According to the lawsuit, Metro failed to comply with CEQA "due to a rush-to-judgment" in locating the Westside Subway Extension station in Century City at Constellation Boulevard. The lawsuit alleges that the Metro Board made its decision without considering the full and complete information about alternatives needed to adequately make an informed choice.
"This has been a biased and flawed process from the beginning. Metro decided long ago that it wanted to put the Century City station at Constellation and it has refused to review or consider any other options," stated Brian Goldberg, president of the BHUSD Board of Education.
The lawsuit provides details describing how Metro "secretly pre-committed to the Constellation Station long before all the evidence was in (and even before it released the Draft EIS/EIR) by only providing information to the [Federal Transportation Administration] for the New Starts process for a Constellation Station, even though the [locally preferred alternative] included both Santa Monica Boulevard and Constellation Boulevard alternative alignments and stations for Century City. Metro appeared to have selected the Constellation alternative more than a year and a half earlier and all of the reports Metro has prepared and issued since appeared to be a slanted, post hoc rationalization for that decision."
According to the lawsuit, Metro also used potentially flawed and erroneous studies to discredit and rule out a potential station location at Santa Monica Boulevard and Avenue of the Stars because it favored a Constellation station location. The lawsuit points to the fact that numerous geologists and other experts have questioned Metro's seismic studies and findings because, among other things, they involved no soil dating work or open trenching, the only reliable method to determine active faulting. Goldberg also noted that, "BHUSD's experts are convinced, and their studies have proven, that a Santa Monica Boulevard station location would be a safe and viable option."
Metro made the decision to choose the Constellation Boulevard station contrary to the best interests of the public, according to the lawsuit, because "the Draft EIS/EIR determined that the Santa Monica Boulevard Station would have a higher ridership than Constellation, cost at least $60 million less than Constellation, and shorten travel time since Santa Monica provided a more direct route than Constellation -- all positive benefits achieved without tunneling under Beverly Hills High School."
Kevin Brogan, attorney for the BHUSD, added that Metro forced the lawsuit because of its insistence on moving forward and voting on the project prior to the completion of all relevant scientific studies. "The BHUSD supports the Westside Subway Extension and did not want to file this lawsuit. But Metro's purported consideration of the Santa Monica Boulevard station location was nothing more than lip service, and its headlong rush to approve the alignment before all studies were finalized left BHUSD no choice," said Brogan.
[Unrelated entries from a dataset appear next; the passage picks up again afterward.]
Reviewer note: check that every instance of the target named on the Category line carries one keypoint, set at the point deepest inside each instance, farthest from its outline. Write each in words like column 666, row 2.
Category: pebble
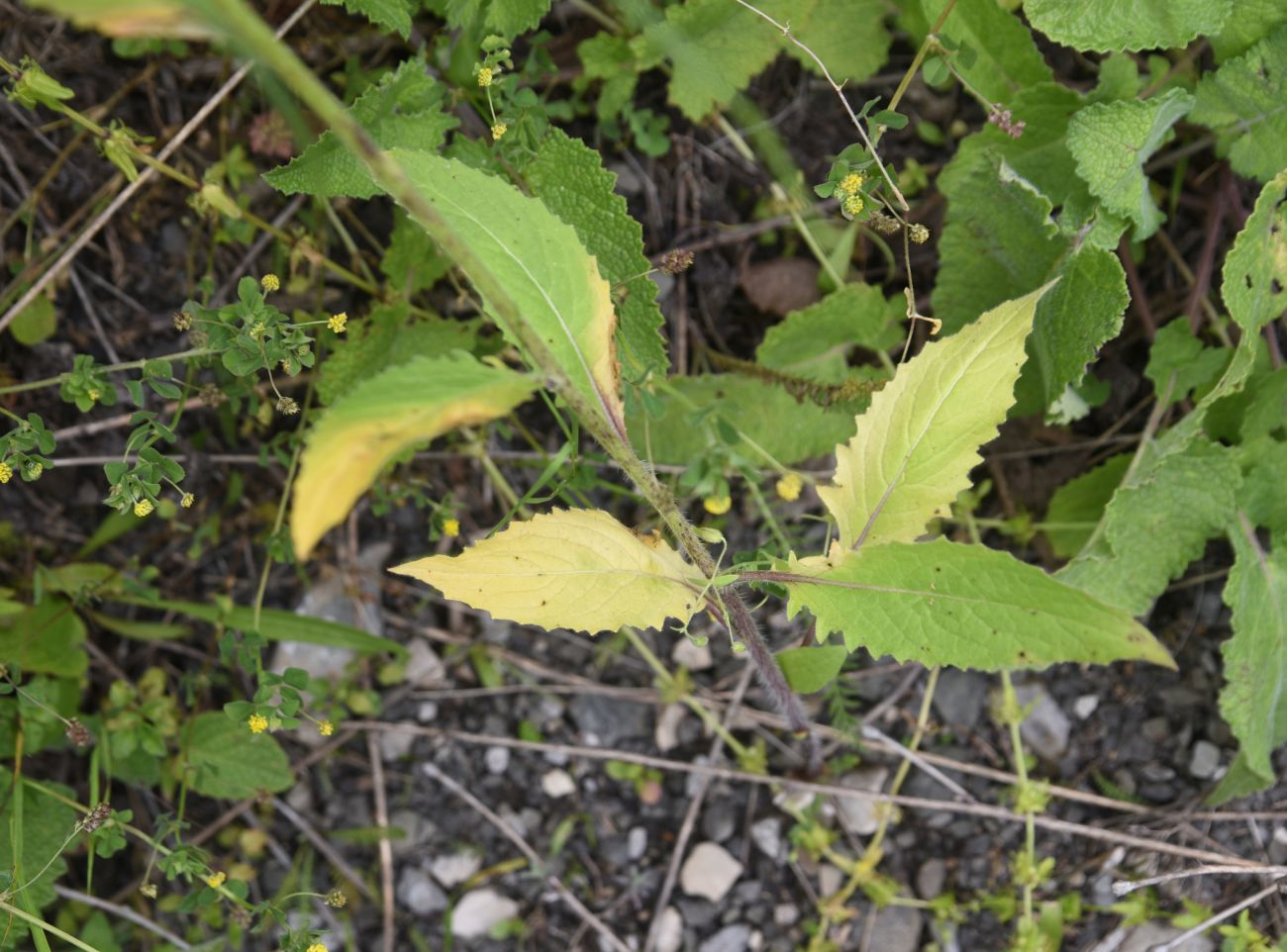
column 709, row 871
column 454, row 869
column 767, row 836
column 1205, row 760
column 732, row 938
column 669, row 930
column 861, row 813
column 1045, row 729
column 497, row 759
column 557, row 784
column 419, row 893
column 480, row 911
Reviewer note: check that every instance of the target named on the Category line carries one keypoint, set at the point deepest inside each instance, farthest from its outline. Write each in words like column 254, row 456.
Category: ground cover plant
column 411, row 307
Goldberg echoing Brogan's sentiment on the need to file the lawsuit, stated "the BHUSD did not want to file this lawsuit. Today's action is a direct result of Metro's intransigence, and is the only option available to have an open, honest and fair hearing to protect BHHS. The unnecessary cost and delay of litigation could have been prevented if the Metro Board had only listened to the numerous experts that testified before them, and ordered that additional testing be undertaken to prove once and for all what would be the safest alternative for the Century City Subway station."